Representative samples
- In a normally distributed population 95% of scores are within 2 SD of the mean
- In a sampling distribution of the mean 95% of sample means are within 2 standard errors of the population mean
- 68 / 95 / 99.7
- must be representative
- must be at least 30 datums
Single sample logic
- what is the range of likely values of the population mean
- 95% of samples are within 2 standard errors of the population mean
- therefore 95% chance that my sample mean is within 2 standard errors of the actual population mean
- This means, there is a 95% probability that the population mean is between two points
- > x̄ -2σ(x̄) & x̄ +2σ(x̄)
- Because of all of the potential samples means we could get from a population [] - []95% will be in this range, and we call this the 95% confidence interval.
95% CI
- The 95% Confidence Interval (CI95) is a range of scores, centred on a sample mean, within which the population mean occurs 95 times out of 100.
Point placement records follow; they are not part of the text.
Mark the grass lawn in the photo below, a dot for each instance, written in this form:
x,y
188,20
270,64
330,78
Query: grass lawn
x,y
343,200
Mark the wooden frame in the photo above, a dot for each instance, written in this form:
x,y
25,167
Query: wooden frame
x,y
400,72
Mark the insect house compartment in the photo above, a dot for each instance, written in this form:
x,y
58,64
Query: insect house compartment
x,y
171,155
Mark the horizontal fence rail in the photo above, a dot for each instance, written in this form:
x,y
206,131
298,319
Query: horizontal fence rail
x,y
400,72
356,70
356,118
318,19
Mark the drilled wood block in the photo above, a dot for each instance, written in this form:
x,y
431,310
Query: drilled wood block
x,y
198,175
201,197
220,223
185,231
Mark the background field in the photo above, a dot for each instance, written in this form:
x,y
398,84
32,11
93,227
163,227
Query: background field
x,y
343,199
- On average the 95% CI does not include the population mean 5 times out of 100
CI formulas
95% Confidence Interval = CI95 = x̄ ± 2σ(x̄)
• By the same logic:
• 68% Confidence Interval = CI68 = x̄ ± 1σ(x̄)
• 99.7% Confidence Interval = CI99.7 = x̄ ± 3σ(x̄)
• CI(p) = x̄ ± zσ(x̄)
• Where:
• p = probability you will include the population mean
• z = “z critical” = z score that borders the middle p % of scores in the standard normal distribution
Margin of error
z score multiplied by standard error
Upper bound
- mean plus the margin of error
- the highest value of the range
Lower bound
- mean minus the margin of error
- the lowest value of the range
Reporting CIs
- mean +/- the margin of error
- lower boundary and upper boundary
CI influence on z scores
- As Confidence Level increases precision of estimate decreases (interval gets wider)
- As C increases value of z* increases
- > probability of accuracy increases as range increases
CI influence on standard deviation
- As variation in the population goes down precision increases (interval gets narrower)
- the more similar people are, the better we can predict the range of the mean
CI influence on n
- As sample size increases precision increases (interval gets narrower)
- more people allows more accurate intervals
T scores
- If you have an infinite number of scores - the t-distribution is the z-distribution
- as you change sample size, as you decrease your degrees of freedom the distribution get’s flatter and wider. - to calculate t, you need to know what your degrees of freedom are.
- a t-value of 2.5 SD, how extreme that value is in the t-distribution depends on the degrees of freedom. A value of 2.5 is quite extreme with an n of 60, there is only a small area under the curve to the right of the value. But with an n of 5, we can be less confident of capturing the mean - so our value of 2.5 is a less extreme estimate as there’s a larger area left over under the curve.